申如録

日常生活で考えたことなど

劉琨「答廬諶詩一首並書」

 冬はお酒が美味しい。特に日本酒と焼酎が美味しい。気がつけば立冬まで3週間弱、日は目に見えて短くなり気温はぐっと低くなってきた。楽しみな季節が近づいてきている。

漢詩には酒を扱ったものが多く、漢詩集をぱらぱらめくっただけでも容易に見つけることができる。しかし酒を扱った文書となると、漢詩ほど容易には見つからない。
 そんなわけで、ここでは私が一番好きな酒に関する文書を紹介する。

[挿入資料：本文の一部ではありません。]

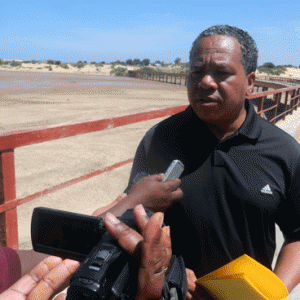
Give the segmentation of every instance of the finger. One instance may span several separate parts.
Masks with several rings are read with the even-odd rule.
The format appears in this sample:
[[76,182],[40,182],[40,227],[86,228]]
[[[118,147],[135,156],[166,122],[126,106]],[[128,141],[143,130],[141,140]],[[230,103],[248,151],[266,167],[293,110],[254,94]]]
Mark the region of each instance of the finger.
[[135,254],[138,244],[143,240],[143,237],[111,213],[107,213],[103,221],[107,231],[118,244],[129,254]]
[[183,197],[183,191],[181,188],[178,188],[176,191],[172,192],[172,199],[173,201],[179,201]]
[[162,181],[165,177],[164,173],[160,173],[160,174],[155,174],[155,175],[150,175],[149,178],[156,180],[156,181]]
[[194,271],[188,268],[185,269],[185,272],[186,272],[186,279],[187,279],[187,290],[189,293],[193,294],[196,290],[197,277]]
[[[29,274],[23,276],[19,281],[10,287],[9,290],[21,295],[28,295],[52,269],[58,266],[62,259],[55,256],[49,256],[34,267]],[[2,296],[2,295],[1,295]],[[0,298],[2,299],[2,298]],[[3,298],[4,299],[4,298]]]
[[170,226],[165,226],[162,228],[161,240],[164,248],[164,264],[169,266],[172,259],[172,243],[170,236]]
[[163,214],[154,214],[144,230],[137,299],[159,298],[165,281],[162,235]]
[[95,217],[98,217],[102,214],[104,214],[105,212],[107,212],[110,208],[114,207],[115,205],[117,205],[121,200],[123,200],[124,198],[127,197],[127,194],[126,193],[122,193],[120,194],[116,200],[114,200],[112,203],[106,205],[106,206],[103,206],[103,207],[100,207],[98,208],[97,210],[95,210],[92,214],[92,216],[95,216]]
[[176,191],[180,186],[181,180],[178,178],[174,178],[171,180],[167,180],[164,184],[167,186],[167,189],[170,191]]
[[133,217],[139,232],[143,235],[144,229],[149,221],[149,217],[142,204],[135,206],[133,209]]
[[27,299],[49,299],[50,296],[77,270],[80,263],[71,259],[65,259],[56,268],[42,278],[39,284],[30,292]]

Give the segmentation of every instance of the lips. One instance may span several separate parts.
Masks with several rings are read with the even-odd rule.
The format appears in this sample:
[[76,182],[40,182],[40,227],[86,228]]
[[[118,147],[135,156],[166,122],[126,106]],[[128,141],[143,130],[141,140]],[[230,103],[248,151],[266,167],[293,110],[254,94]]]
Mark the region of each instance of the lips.
[[201,105],[216,105],[219,101],[213,97],[196,97],[195,102]]

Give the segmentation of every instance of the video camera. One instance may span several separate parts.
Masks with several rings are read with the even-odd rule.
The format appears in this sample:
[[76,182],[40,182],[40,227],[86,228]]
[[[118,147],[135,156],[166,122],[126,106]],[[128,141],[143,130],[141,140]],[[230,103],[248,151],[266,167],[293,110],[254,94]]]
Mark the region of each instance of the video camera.
[[[149,217],[153,214],[146,211]],[[119,219],[136,230],[132,209]],[[37,252],[82,262],[71,278],[67,299],[135,298],[139,264],[119,247],[101,218],[37,207],[31,238]]]
[[[163,180],[179,178],[183,169],[182,162],[174,160]],[[144,176],[147,174],[138,174],[134,182]],[[146,213],[153,215],[150,210]],[[137,230],[133,209],[119,219]],[[37,207],[31,220],[31,239],[37,252],[82,262],[71,278],[67,300],[135,299],[139,262],[120,248],[101,218]],[[185,299],[187,283],[181,257],[173,256],[165,278],[161,299]]]

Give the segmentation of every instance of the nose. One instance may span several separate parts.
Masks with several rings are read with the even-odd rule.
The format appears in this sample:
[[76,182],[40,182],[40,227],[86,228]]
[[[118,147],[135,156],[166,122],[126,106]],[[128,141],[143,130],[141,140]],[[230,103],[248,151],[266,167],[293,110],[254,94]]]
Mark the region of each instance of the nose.
[[217,83],[210,74],[205,74],[199,81],[198,86],[202,89],[217,89]]

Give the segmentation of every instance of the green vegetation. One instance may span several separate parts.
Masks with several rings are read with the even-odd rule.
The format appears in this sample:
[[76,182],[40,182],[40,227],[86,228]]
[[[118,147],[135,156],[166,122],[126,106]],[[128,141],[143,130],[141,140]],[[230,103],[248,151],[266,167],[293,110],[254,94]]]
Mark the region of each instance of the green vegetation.
[[267,73],[269,75],[278,76],[280,74],[284,74],[286,72],[287,66],[275,66],[271,62],[264,63],[262,66],[258,67],[259,73]]
[[178,65],[178,64],[180,63],[180,61],[181,61],[181,58],[180,58],[180,57],[177,57],[177,58],[175,59],[175,61],[174,61],[174,64],[175,64],[175,65]]

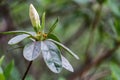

今から1700年以上前、動乱の晋の時代に活躍した劉琨という人が部下の廬諶に宛てた手紙の一節である。

 酒に関する箇所の前には、祖国が亡国の憂き目に遭ったことへの悲哀と憤りが記される。

國破家亡、親友彫残、負杖行吟則百憂倶至、塊然獨坐則哀憤兩集、
国は破れて家はなくなり親友たちは落ち延びて、杖をつきつつ詩を吟じれば百の憂いがやって来て、独りぽつんと座ってみれば哀しみと怒り込み上げる。

 そんな悲哀と憤りを慰めてくれるのは、知己と酌み交わす酒である。

時復相與、擧觴對膝、破涕爲笑、排終身之積惨、求數刻之暫歡、
時おり一緒に仲良く飲んで泣き顔破って笑顔に変えて、長年積もった憂さを晴らしてしばらく楽しく過ごしましょう。

 そして手紙は次のように続く。酔いが醒めれば慰めは終わる。

譬由疾疢彌年而欲一丸銷之、其可得乎。
しかるにこれを例えてみれば、幾年にわたる長患いをただ一粒の薬で消さん、どうしてこれができようか。

――劉琨「答廬諶詩一首並書」より

 お酒をしっぽり飲みたいなあと思う。